Uma chuva fina caía devagar do lado de fora da sua varanda. Era reconfortante, mas o loiro de certa forma esperava mais. Não tinha chovido até o momento desde que chegara na sua nova casa - não que tenha visto, pelo menos - e pensava que as gotas de água seriam especias. Talvez mais brilhantes, talvez de uma cor diferente, talvez numa outra velocidade. Mas era literalmente a mesma chuva, igual a todos os lugares do mundo.

Dante era um homem que sempre sonhava mais do que as coisas que realmente aconteciam.
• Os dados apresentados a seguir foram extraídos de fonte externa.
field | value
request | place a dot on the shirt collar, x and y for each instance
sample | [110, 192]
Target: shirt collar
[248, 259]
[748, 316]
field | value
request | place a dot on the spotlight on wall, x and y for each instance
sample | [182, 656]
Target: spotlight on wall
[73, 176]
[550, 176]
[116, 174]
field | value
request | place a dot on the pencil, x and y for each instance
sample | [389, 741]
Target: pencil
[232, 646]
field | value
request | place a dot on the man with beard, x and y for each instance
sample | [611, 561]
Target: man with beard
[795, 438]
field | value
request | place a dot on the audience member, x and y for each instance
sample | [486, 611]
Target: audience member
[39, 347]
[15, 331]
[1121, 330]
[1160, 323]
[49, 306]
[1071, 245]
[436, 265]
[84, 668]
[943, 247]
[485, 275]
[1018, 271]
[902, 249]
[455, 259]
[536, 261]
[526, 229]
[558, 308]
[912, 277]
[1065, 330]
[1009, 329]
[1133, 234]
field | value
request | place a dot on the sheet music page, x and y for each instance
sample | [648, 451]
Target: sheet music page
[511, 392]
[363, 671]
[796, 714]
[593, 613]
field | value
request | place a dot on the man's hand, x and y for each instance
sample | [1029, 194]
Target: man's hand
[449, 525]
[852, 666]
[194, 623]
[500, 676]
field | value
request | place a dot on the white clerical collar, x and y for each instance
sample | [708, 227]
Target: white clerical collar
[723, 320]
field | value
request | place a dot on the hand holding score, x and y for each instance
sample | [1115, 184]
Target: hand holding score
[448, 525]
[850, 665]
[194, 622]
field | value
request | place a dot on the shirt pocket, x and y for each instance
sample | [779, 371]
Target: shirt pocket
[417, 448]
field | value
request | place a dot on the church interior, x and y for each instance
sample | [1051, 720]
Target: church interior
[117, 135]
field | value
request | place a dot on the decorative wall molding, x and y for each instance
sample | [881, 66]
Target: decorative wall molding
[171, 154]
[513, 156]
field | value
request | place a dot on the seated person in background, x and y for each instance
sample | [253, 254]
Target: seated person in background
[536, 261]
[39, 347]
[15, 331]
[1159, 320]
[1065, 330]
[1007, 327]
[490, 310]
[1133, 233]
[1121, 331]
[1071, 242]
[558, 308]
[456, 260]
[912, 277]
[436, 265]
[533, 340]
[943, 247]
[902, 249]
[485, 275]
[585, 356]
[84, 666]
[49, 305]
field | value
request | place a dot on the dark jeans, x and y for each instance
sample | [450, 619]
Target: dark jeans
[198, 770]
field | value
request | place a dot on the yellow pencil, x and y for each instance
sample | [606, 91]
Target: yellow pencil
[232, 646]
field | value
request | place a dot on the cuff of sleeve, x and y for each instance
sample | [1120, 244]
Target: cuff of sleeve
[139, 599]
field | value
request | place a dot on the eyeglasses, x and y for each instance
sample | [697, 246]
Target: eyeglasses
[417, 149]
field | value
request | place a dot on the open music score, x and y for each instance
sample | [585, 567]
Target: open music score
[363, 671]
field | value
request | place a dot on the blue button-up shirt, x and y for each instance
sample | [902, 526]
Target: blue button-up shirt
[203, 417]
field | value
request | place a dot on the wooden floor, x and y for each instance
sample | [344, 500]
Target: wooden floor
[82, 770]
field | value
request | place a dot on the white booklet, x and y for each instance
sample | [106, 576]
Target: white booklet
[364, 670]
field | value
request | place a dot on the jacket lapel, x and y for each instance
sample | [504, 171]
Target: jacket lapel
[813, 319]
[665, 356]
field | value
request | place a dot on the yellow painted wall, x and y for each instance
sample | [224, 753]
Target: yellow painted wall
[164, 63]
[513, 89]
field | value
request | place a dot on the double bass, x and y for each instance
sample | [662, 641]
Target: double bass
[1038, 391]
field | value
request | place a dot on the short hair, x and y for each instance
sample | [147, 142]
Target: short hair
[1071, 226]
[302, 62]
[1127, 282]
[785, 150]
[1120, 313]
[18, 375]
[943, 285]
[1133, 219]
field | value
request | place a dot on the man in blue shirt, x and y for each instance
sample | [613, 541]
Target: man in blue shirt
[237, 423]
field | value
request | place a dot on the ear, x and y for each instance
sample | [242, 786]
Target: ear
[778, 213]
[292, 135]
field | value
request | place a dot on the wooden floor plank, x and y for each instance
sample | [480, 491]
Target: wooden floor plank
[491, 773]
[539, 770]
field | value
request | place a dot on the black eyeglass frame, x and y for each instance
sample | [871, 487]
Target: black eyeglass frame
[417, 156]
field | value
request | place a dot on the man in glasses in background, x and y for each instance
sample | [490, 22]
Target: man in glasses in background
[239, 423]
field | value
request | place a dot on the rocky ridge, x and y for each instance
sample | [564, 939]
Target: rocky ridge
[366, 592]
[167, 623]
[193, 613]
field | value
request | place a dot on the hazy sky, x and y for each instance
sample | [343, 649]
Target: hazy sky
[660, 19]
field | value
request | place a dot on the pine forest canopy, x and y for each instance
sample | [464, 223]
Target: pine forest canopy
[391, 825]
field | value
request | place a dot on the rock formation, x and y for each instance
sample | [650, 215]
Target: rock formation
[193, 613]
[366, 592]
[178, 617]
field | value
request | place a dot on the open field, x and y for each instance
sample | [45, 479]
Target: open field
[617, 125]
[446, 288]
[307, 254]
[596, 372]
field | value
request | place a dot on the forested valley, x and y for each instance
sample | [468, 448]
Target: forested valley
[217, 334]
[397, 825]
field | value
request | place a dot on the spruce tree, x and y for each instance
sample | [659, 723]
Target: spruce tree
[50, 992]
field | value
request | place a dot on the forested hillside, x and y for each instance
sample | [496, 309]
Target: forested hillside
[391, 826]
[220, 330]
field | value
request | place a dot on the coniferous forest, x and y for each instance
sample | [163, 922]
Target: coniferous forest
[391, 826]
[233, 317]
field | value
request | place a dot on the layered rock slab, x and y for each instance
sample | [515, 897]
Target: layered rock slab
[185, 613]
Esperava por exemplo que com a volta de suas aulas pudesse preenche-lo de alguma forma, mas a semana só o colocou mais para baixo.

E quando se sentia assim e se permitia se sentir assim, apenas queria ficar em silêncio, quieto em um canto, até mesmo afastado da sua poltrona, do seu vinho e da sua música clássica.

Ele era transportado para as suas memórias. Para as suas malditas memórias, em busca de encontrar algum conforto, para se sentir menos vazio. Mas tudo o que conseguia era sentir mais vazio.

Como a lembrança de algo podia doer tanto? Tremer de medo, fazer suar frio, fazer formar uma careta só de pensar que aquele momento poderia estar voltando novamente. Faria de tudo para não viver o que já viveu. Será que era louco de pensar assim? Será que era o único a pensar assim? Era normal fugir tanto de uma memória?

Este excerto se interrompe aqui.